Community associations feeling the pinch of a slow economy
jmccann@islandpacket.com
843-706-8145
Rob Moore came to a chilling realization this winter: For the first time since he began managing condominium regimes on Hilton Head Island in 1992, none of his were planning major capital projects.
Because of the seasonal nature of the island’s economy, winter has long been when the associations that govern many Lowcountry communities replaced roofs, repainted buildings and the like.
In this recession, the customary meetings with designers and contractors weren’t on Moore’s schedule. Associations here and around the country are putting off projects because cash-strapped home owners are increasingly falling behind in their fees, Moore and others in the business of running communities said.
“It was probably the quietest off-season I can remember,” said Moore, who manages more than 1,000 villas in Palmetto Dunes, Shelter Cove and Port Royal Plantation for Property Administrators, Inc. “There just wasn’t any of that going on.”
That’s a bad sign for the local economy, but it’s one of the more benign impacts the bursting of the housing bubble is having on area associations.
Moore works primarily with affluent owners of second homes whose communities have seen a handful of foreclosures but have been able to cut nonessential spending to meet their financial obligations. In some of the region’s entry-level developments for first-time home buyers, Moore’s colleagues have told him, the toll has been much greater.
Collecting assessments and fees from residents who can’t or won’t pay is a challenge, Moore said.
Some communities have tried to crack down on owners who owe their associations by forbidding them from calling in gate passes for guests or threatening to lock out their tenants, he said.

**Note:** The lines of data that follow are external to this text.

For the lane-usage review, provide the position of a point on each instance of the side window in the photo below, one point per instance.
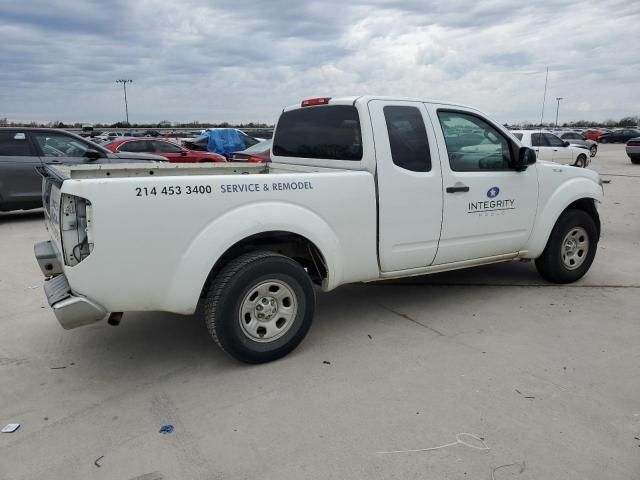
(538, 140)
(14, 144)
(408, 138)
(165, 147)
(553, 140)
(473, 144)
(135, 147)
(59, 145)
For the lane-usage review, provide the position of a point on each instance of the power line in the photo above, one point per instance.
(124, 86)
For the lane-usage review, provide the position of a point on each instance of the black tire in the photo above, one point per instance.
(231, 290)
(581, 161)
(551, 265)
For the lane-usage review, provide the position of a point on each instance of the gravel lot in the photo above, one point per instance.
(547, 375)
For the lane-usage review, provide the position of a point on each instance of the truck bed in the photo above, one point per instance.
(166, 169)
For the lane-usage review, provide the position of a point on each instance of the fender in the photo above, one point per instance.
(236, 225)
(567, 193)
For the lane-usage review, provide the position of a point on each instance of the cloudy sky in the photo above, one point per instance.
(243, 60)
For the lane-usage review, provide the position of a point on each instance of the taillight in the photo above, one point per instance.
(76, 228)
(316, 101)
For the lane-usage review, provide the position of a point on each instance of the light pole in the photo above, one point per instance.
(124, 86)
(557, 109)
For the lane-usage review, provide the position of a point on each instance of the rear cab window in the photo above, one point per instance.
(327, 132)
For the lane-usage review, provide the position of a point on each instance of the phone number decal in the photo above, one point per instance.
(173, 190)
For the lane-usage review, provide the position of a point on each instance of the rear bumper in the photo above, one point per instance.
(70, 309)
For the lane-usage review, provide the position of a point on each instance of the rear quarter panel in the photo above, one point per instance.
(154, 251)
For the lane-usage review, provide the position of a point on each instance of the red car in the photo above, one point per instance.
(592, 134)
(173, 152)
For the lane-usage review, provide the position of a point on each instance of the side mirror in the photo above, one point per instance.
(526, 157)
(92, 154)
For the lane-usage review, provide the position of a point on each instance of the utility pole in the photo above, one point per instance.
(124, 86)
(557, 109)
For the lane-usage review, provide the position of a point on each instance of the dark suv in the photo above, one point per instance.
(24, 149)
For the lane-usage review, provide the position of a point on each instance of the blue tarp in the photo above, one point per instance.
(224, 140)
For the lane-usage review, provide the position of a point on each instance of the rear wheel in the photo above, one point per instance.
(570, 249)
(260, 306)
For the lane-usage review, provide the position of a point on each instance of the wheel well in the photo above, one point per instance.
(294, 246)
(587, 205)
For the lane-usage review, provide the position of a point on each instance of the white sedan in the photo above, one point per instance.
(552, 148)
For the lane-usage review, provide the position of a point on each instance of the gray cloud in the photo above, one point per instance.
(244, 60)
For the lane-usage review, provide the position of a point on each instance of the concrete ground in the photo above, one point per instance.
(548, 376)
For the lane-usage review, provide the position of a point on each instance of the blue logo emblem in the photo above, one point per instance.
(493, 192)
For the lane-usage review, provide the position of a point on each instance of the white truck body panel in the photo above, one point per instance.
(165, 268)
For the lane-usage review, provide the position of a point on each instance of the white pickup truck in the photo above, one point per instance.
(359, 189)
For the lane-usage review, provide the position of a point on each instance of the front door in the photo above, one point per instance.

Some associations will work with owners who are struggling, but managers and board members ultimately have a financial responsibility to run their organizations like businesses, said Frank Rathbun, a spokesman for the Community Associations Institute, which represents about 300,000 associations that include about 60 million people.
“To some degree, they have to do everything they can,” Rathbun said. “It’s a difficult spot.”

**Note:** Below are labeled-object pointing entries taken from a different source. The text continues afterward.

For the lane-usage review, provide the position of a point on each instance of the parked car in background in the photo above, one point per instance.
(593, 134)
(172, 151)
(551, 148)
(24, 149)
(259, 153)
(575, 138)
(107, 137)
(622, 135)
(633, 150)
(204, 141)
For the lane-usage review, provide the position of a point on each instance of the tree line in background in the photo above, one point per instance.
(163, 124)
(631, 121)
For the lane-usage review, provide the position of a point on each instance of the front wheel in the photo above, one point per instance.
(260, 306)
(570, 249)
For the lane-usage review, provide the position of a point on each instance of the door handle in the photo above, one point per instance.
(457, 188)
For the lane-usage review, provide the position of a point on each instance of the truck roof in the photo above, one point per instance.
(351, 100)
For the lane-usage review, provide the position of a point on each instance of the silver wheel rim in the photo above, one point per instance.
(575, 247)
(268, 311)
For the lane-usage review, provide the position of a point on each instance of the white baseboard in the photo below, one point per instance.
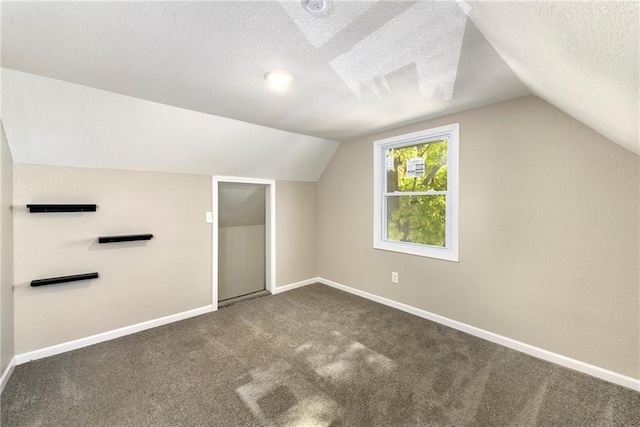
(109, 335)
(567, 362)
(540, 353)
(295, 285)
(4, 378)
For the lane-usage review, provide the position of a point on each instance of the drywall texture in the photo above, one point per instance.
(138, 281)
(6, 253)
(296, 227)
(548, 234)
(241, 268)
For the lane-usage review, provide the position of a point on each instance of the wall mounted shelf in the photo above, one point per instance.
(125, 238)
(64, 279)
(61, 208)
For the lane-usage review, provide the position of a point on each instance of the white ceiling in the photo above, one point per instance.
(581, 57)
(366, 66)
(52, 122)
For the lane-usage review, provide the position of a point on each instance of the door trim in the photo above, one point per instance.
(270, 231)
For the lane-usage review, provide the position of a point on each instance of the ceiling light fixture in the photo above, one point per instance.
(278, 79)
(316, 7)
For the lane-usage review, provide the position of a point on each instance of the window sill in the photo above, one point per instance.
(418, 250)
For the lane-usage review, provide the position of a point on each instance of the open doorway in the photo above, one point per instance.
(243, 238)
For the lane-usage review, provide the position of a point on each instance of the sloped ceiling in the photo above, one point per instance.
(153, 69)
(581, 57)
(52, 122)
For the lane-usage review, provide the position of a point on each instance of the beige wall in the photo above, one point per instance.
(6, 253)
(138, 281)
(548, 234)
(296, 216)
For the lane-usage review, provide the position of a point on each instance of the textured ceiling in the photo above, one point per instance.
(51, 122)
(581, 57)
(366, 66)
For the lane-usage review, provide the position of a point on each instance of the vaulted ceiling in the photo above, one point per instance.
(114, 80)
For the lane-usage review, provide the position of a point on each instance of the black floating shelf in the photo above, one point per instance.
(63, 279)
(127, 238)
(61, 208)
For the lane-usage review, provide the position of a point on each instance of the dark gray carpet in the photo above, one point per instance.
(313, 356)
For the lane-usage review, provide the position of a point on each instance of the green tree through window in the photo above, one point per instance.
(415, 203)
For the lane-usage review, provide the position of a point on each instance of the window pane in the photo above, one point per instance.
(420, 167)
(416, 219)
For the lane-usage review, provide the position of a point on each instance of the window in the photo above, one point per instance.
(416, 193)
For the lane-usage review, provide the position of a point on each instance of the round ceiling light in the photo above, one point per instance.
(316, 7)
(278, 79)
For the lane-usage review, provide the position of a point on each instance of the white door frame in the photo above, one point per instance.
(270, 231)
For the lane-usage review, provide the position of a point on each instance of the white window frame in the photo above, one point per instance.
(450, 251)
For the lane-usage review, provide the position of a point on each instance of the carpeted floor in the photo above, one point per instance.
(313, 356)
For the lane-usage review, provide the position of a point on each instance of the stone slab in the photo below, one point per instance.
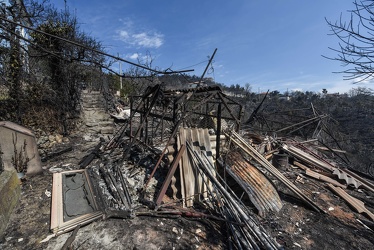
(10, 191)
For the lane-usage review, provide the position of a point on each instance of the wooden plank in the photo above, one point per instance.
(355, 203)
(170, 174)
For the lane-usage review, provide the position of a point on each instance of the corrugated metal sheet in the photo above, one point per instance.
(260, 190)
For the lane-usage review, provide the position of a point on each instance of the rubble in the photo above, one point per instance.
(182, 155)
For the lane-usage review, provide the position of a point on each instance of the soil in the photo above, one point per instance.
(295, 226)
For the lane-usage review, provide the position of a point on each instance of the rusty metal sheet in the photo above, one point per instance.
(355, 203)
(260, 190)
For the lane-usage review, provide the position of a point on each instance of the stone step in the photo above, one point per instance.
(107, 130)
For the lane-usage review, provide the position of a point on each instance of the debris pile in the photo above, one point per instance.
(183, 153)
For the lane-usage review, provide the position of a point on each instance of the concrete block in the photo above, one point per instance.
(10, 191)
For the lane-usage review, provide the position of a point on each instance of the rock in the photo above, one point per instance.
(51, 138)
(59, 138)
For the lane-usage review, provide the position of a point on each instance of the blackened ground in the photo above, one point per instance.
(295, 226)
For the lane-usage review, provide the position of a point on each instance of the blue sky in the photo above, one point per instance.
(271, 44)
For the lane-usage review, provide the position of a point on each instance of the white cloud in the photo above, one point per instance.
(134, 56)
(153, 40)
(146, 39)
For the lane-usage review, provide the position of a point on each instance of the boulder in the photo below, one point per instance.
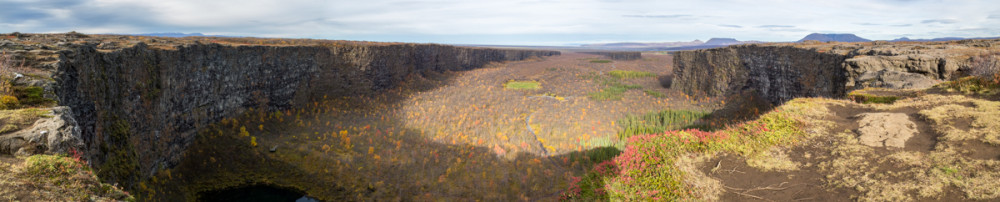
(895, 80)
(57, 134)
(885, 129)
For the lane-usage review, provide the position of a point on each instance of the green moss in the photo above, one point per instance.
(628, 74)
(659, 122)
(971, 85)
(654, 94)
(68, 178)
(869, 98)
(32, 96)
(646, 170)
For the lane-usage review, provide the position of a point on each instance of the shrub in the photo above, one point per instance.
(9, 102)
(628, 74)
(522, 85)
(645, 171)
(658, 122)
(986, 67)
(869, 98)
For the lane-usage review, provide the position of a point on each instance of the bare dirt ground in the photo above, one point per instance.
(952, 156)
(450, 136)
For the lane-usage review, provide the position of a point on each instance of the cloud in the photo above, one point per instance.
(776, 26)
(941, 21)
(552, 22)
(655, 16)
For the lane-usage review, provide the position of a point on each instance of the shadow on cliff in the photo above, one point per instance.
(358, 148)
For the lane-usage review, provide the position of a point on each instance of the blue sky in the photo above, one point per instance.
(521, 22)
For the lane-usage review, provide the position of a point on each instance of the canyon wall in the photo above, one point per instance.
(780, 72)
(140, 107)
(777, 73)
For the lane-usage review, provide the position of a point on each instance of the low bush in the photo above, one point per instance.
(522, 85)
(645, 171)
(869, 98)
(628, 74)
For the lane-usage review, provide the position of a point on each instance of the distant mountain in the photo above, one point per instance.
(834, 37)
(722, 42)
(170, 34)
(939, 39)
(661, 46)
(639, 45)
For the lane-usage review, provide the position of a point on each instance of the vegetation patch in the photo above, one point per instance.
(32, 96)
(13, 120)
(522, 85)
(654, 94)
(55, 178)
(659, 122)
(865, 98)
(646, 169)
(971, 85)
(629, 74)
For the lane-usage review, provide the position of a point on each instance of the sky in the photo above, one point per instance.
(510, 22)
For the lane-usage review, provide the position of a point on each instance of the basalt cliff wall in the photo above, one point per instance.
(780, 72)
(140, 107)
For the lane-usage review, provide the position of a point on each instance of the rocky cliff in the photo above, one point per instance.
(780, 72)
(139, 107)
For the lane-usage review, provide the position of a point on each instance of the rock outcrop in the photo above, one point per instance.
(780, 72)
(57, 133)
(140, 107)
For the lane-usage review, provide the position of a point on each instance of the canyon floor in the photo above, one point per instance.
(451, 136)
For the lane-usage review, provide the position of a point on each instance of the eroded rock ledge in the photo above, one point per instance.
(780, 72)
(139, 107)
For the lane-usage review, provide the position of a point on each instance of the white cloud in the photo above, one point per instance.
(549, 22)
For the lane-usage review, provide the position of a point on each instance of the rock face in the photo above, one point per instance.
(140, 107)
(780, 72)
(57, 134)
(833, 37)
(885, 129)
(895, 79)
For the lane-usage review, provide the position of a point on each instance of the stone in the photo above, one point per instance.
(895, 80)
(885, 129)
(57, 134)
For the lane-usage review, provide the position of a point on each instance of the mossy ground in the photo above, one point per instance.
(53, 178)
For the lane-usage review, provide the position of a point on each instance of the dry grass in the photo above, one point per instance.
(13, 120)
(53, 178)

When an owner simply walks away from a second home, Moore said, associations must then decide if it will be cost-effective to pursue the debt — it often is not if the owner lives out of state.
As such cases mount, associations are scrimping in some creative ways to keep expenses in line with revenues.
In a survey of about 1,000 association managers around the country conducted by the institute late last year, about half said the mortgage foreclosure crisis was having a severe or serious impact on their communities.
Respondents reported a variety of coping strategies, including postponing capital projects, increasing assessments, deferring maintenance of common elements, borrowing from reserves, laying off staff and turning to residents to perform some tasks.
Although the recession has forced many associations to struggle, most are managing successfully, Rathbun said.
As many as half of residents in a few communities elsewhere in the country are delinquent on their association fees, but rates are more often running between 5 and 15 percent, Rathbun said.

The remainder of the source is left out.